Last year, Sea-Tac airport found a perfect place for a robot to take over a repetitive but necessary task. During a study to figure out ways to speed up the security checkpoint process, one team found that standing in the security lines and encouraging passengers to remove items like belts and laptops early on before they arrived at the checkpoint helped the lines move more quickly. “They were able to measure improvement to the overall security checkpoint process,” says Wilson. “But after a couple of hours our team was pretty exhausted from nonstop talking with passengers.”
The team decided that a robot named Tracy would be the ticket. The robot-controlled sign spoke and provided advice on how to get through security quickly, by removing scarves, belts, and jackets in advance — and “she” did it in six languages and never got tired. Wilson says the experiment yielded a potential gain of 18 percent to 20 percent improvement to the overall security checkpoint process. Plus, he notes, “Tracy was quite a novelty and many passengers, especially children, took selfies with Tracy while waiting in line.”
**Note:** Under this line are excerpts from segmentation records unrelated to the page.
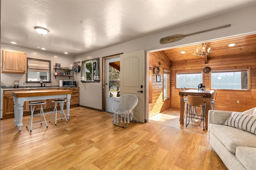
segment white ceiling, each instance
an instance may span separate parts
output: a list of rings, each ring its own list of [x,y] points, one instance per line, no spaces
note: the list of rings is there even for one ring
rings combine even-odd
[[[1,1],[1,43],[75,56],[256,5],[255,0]],[[36,26],[50,30],[41,35]],[[199,30],[200,31],[200,30]],[[11,41],[18,43],[10,43]]]

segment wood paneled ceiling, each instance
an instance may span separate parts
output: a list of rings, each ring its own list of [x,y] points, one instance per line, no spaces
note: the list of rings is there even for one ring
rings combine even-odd
[[[240,57],[245,55],[256,55],[256,34],[236,37],[227,39],[220,39],[215,41],[205,42],[208,43],[207,47],[212,48],[215,51],[207,56],[208,61],[218,58],[218,59]],[[234,47],[229,47],[228,45],[234,43]],[[194,52],[198,46],[201,44],[174,48],[159,51],[162,56],[167,56],[171,62],[179,62],[184,60],[205,60],[203,57],[193,55],[192,52]],[[184,51],[185,54],[180,52]],[[207,63],[206,62],[206,63]]]

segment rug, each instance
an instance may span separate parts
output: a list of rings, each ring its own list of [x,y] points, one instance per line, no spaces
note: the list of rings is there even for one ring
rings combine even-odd
[[[46,111],[45,112],[44,112],[44,115],[50,115],[52,113],[52,111]],[[59,113],[60,112],[60,111],[57,111],[57,113]],[[33,117],[36,117],[37,116],[40,116],[40,113],[33,114]]]

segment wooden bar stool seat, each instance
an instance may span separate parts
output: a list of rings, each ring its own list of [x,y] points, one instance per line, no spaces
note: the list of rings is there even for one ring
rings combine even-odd
[[[32,125],[36,125],[37,124],[40,123],[42,125],[42,123],[45,123],[45,124],[46,125],[46,127],[48,127],[48,125],[47,125],[47,123],[46,122],[46,120],[45,119],[45,117],[44,117],[44,111],[43,110],[43,104],[45,104],[46,102],[35,102],[30,103],[28,104],[29,105],[30,105],[31,106],[31,115],[30,116],[30,118],[28,120],[28,124],[27,124],[27,125],[26,126],[26,127],[28,127],[28,125],[29,123],[30,123],[30,132],[32,131]],[[35,110],[35,106],[36,105],[41,105],[41,109],[40,109],[40,120],[36,120],[33,121],[33,114],[34,114],[34,111]],[[43,116],[44,117],[44,121],[42,121],[42,116]],[[36,123],[33,124],[33,122],[40,121],[40,123]]]
[[[67,117],[66,116],[66,115],[65,114],[65,113],[64,113],[64,110],[63,110],[63,108],[64,107],[64,103],[66,102],[66,100],[63,99],[60,99],[58,100],[54,100],[52,101],[52,102],[55,103],[55,105],[54,106],[54,108],[53,109],[53,111],[52,111],[52,115],[51,116],[51,118],[50,119],[50,120],[49,122],[50,122],[51,121],[51,120],[52,119],[52,116],[53,114],[54,113],[54,111],[55,112],[55,125],[57,125],[57,120],[62,119],[62,115],[64,115],[64,116],[65,117],[65,118],[66,119],[66,121],[68,122],[68,119],[67,119]],[[57,115],[57,104],[58,103],[59,103],[60,105],[60,115],[59,116]],[[60,117],[60,118],[57,119],[57,117]]]

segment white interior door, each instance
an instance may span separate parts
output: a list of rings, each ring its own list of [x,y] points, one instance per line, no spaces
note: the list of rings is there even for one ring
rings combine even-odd
[[[142,123],[145,120],[144,59],[144,50],[120,55],[120,96],[132,94],[138,97],[134,115]]]
[[[113,75],[112,73],[110,72],[110,67],[115,63],[120,62],[120,57],[117,57],[112,59],[107,59],[106,62],[106,111],[108,112],[113,113],[112,110],[112,105],[117,98],[119,97],[120,88],[120,77],[118,75]],[[113,67],[112,67],[113,68]],[[115,68],[112,68],[112,70]],[[110,69],[110,70],[112,70]],[[117,71],[118,69],[116,69]],[[118,70],[118,71],[120,71]]]

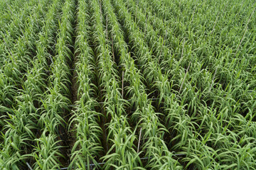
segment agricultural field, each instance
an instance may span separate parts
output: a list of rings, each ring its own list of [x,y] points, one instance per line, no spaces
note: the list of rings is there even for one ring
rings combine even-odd
[[[0,169],[256,169],[255,9],[0,1]]]

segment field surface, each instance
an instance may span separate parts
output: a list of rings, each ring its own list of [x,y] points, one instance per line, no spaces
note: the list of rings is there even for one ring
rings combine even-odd
[[[255,9],[0,1],[0,169],[256,169]]]

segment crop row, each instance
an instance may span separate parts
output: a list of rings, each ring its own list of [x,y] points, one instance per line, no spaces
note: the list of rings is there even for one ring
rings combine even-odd
[[[256,169],[255,4],[1,4],[1,169]]]

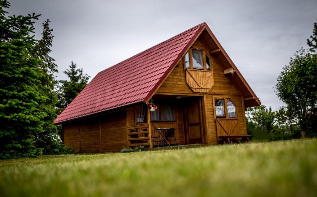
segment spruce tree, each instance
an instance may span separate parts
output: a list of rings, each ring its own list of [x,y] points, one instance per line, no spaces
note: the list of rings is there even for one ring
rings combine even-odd
[[[64,71],[69,81],[60,80],[57,86],[58,100],[56,107],[59,114],[87,85],[90,76],[84,74],[82,68],[76,69],[72,61],[69,69]]]
[[[47,116],[39,108],[41,60],[30,54],[36,44],[33,24],[40,15],[6,16],[10,3],[0,1],[0,158],[36,157],[34,146]]]
[[[47,115],[42,120],[44,123],[44,132],[36,136],[36,146],[43,149],[44,154],[56,154],[59,152],[61,141],[58,135],[57,127],[52,124],[57,116],[55,106],[57,96],[54,89],[56,81],[54,74],[58,70],[55,60],[50,56],[52,52],[50,47],[54,36],[52,34],[53,30],[49,26],[49,22],[48,19],[42,23],[42,38],[37,41],[32,51],[32,56],[42,60],[40,68],[43,74],[40,79],[41,85],[38,87],[38,91],[45,99],[39,104],[39,108]]]

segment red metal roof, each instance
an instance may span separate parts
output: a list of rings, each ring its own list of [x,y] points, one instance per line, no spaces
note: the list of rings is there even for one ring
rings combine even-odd
[[[147,101],[205,25],[198,25],[100,72],[54,124]]]

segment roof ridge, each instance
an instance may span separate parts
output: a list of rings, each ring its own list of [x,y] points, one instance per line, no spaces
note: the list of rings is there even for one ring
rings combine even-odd
[[[186,32],[187,31],[189,31],[190,30],[192,30],[192,29],[195,29],[195,28],[197,28],[197,27],[199,27],[199,26],[201,26],[202,25],[203,25],[203,24],[204,24],[204,25],[205,25],[207,23],[206,23],[205,22],[202,22],[202,23],[200,23],[200,24],[197,25],[195,26],[195,27],[193,27],[190,28],[190,29],[187,29],[187,30],[185,30],[184,31],[183,31],[183,32],[181,32],[181,33],[180,33],[178,34],[177,35],[175,35],[175,36],[173,36],[171,37],[170,38],[169,38],[168,39],[166,39],[166,40],[164,41],[162,41],[160,42],[158,44],[156,44],[155,45],[154,45],[154,46],[151,47],[150,48],[147,48],[147,49],[146,49],[145,50],[142,51],[141,51],[140,53],[138,53],[138,54],[137,54],[134,55],[133,55],[132,56],[131,56],[131,57],[130,57],[129,58],[128,58],[126,59],[125,60],[124,60],[121,61],[120,61],[120,62],[118,62],[118,63],[116,64],[115,64],[114,65],[113,65],[113,66],[111,66],[111,67],[108,67],[108,68],[105,68],[105,69],[103,70],[102,70],[101,71],[100,71],[100,72],[98,72],[97,74],[100,73],[102,73],[102,72],[103,72],[105,71],[106,70],[108,70],[108,69],[109,69],[109,68],[111,68],[113,67],[116,66],[117,66],[117,65],[118,65],[119,64],[121,64],[121,63],[123,63],[123,62],[124,62],[125,61],[126,61],[126,60],[128,60],[131,59],[131,58],[133,58],[133,57],[136,57],[136,56],[137,56],[139,55],[140,54],[142,53],[145,52],[145,51],[147,51],[149,49],[151,49],[151,48],[154,48],[156,47],[158,45],[159,45],[160,44],[162,44],[162,43],[163,43],[164,42],[166,42],[166,41],[169,41],[169,40],[171,40],[173,38],[176,37],[177,37],[179,35],[181,34],[183,34],[183,33],[184,33],[185,32]]]
[[[144,102],[206,25],[197,25],[99,72],[54,124]]]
Tracy was just a pilot project, but she may be back soon. And if you’re walking through the airport today, you may just stumble across robots doing another job most humans find tedious: cleaning floors. One of Sea-Tac’s vendors, C&W Services, recently set a fleet of six self-driving floor-care machines in action at the airport. Brain Corp. provides the artificial intelligence software that manages and deploys the self-driving machine. The cleaning staff doesn’t need to directly operate the machines, so floor cleaning becomes autonomous. This allows the janitors to multitask and complete other work that requires a human touch while the floors get cleaned.